# Negril.com Message Board Forums > Jamaican Events Around the World >  Chicagoans

## SandT CHI

https://ticketdriver.com/shrine/buy/tickets

Tarrus Riley!!!!! June 10th......The Shrine!!!!

----------


## jsteil

> https://ticketdriver.com/shrine/buy/tickets
> 
> Tarrus Riley!!!!! June 10th......The Shrine!!!!



Tarrus Riley, June 8th at the Roxy Bar Kansas City.   Located at 75th and Metcalf in Overland Park, Kansas.  Tickets are $5 and only available at the Roxy Bar.

Also be on the look out for Kabaka Pyramid tour dates in the US to be announced.

----------


## pamc12345

Does anyone from Chicago know anything about this venue?  I live 60 miles south of Chicago and would love to go, but with all the recent violence in Chicago and not knowing the area, I am very hesitate.  If has any information about this, I would appreciate it.

----------


## SandT CHI

South Loop. Not bad of an area.  The violence in Chicago is not a recent thing however, unfortunately its a constant.  Its a weekday which should help and I wouldn't expect a violent crowd at a reggae concert but you never know.  Beres Hammond in August also!!! I got tickets for both, if you're hesitant about the Tarrus concert I'll be sure to let you know the deal.

----------


## don+shelley

> South Loop. Not bad of an area.  The violence in Chicago is not a recent thing however, unfortunately its a constant.  Its a weekday which should help and I wouldn't expect a violent crowd at a reggae concert but you never know.  Beres Hammond in August also!!! I got tickets for both, if you're hesitant about the Tarrus concert I'll be sure to let you know the deal.

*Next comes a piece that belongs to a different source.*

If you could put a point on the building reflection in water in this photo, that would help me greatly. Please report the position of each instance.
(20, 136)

Just my 2 cents....I am not familiar with this venue,but Ive been to over 25+ Reggae/Dancehall concerts in Chicago over the last 25 years..Both North and South...Decent neighborhoods and rough neighborhoods.....reggae always draws a very peaceful crowd-  I never saw or heard of any problems ever-I remember the old Union Hall venue on the south side(saw dancehall artist Red Rat) -  I was the only dopey looking white guy from the suburbs and other patrons even commented thanks for coming out and supporting our music....   Just go and enjoy!

----------


## NegrilAddict

> South Loop. Not bad of an area.  The violence in Chicago is not a recent thing however, unfortunately its a constant.  Its a weekday which should help and I wouldn't expect a violent crowd at a reggae concert but you never know.  Beres Hammond in August also!!! I got tickets for both, if you're hesitant about the Tarrus concert I'll be sure to let you know the deal.


SandT CHI, what venue is Beres performing?

----------


## don+shelley

Aug 19, 2013
www.theshrinechicago.com

Rate Event: 
0
Jamaica's legendary rocksteady reggae artist Beres Hammond performs at Chicago The Shrine nightclub as part of his One Love One Life tour. Concert presented by Harmony House Production and feature Harmony House DJs.

Location

The Shrine
2109 S. Wabash
Chicago, IL
United States


- See more at: http://www.unieros.com/chicago-multi....MxTMtW1F.dpuf

----------


## BMP

You can check out the Yelp reviews for the Shrine club to get an idea of the place, the crowd, and the dress.:
http://www.yelp.com/biz/the-shrine-chicago?start=40

----------


## NegrilAddict

> Aug 19, 2013
> www.theshrinechicago.com
> 
> Rate Event: 
> 0
> Jamaica's legendary rocksteady reggae artist Beres Hammond performs at Chicago The Shrine nightclub as part of his One Love One Life tour. Concert presented by Harmony House Production and feature Harmony House DJs.
> 
> Location
> 
> ...


Thank you!  :Smile:

----------


## SandT CHI

Tarrus was an amazing show. If anyone is interested in the Beres Hammond show I suggest spending a couple extra dollars and getting VIP.  The main floor gets shoulder to shoulder and no place to sit before the show starts.  We had no worries about the neighborhood at all.  We valet parked the car which was only ten bucks so that was a convenient bonus.

----------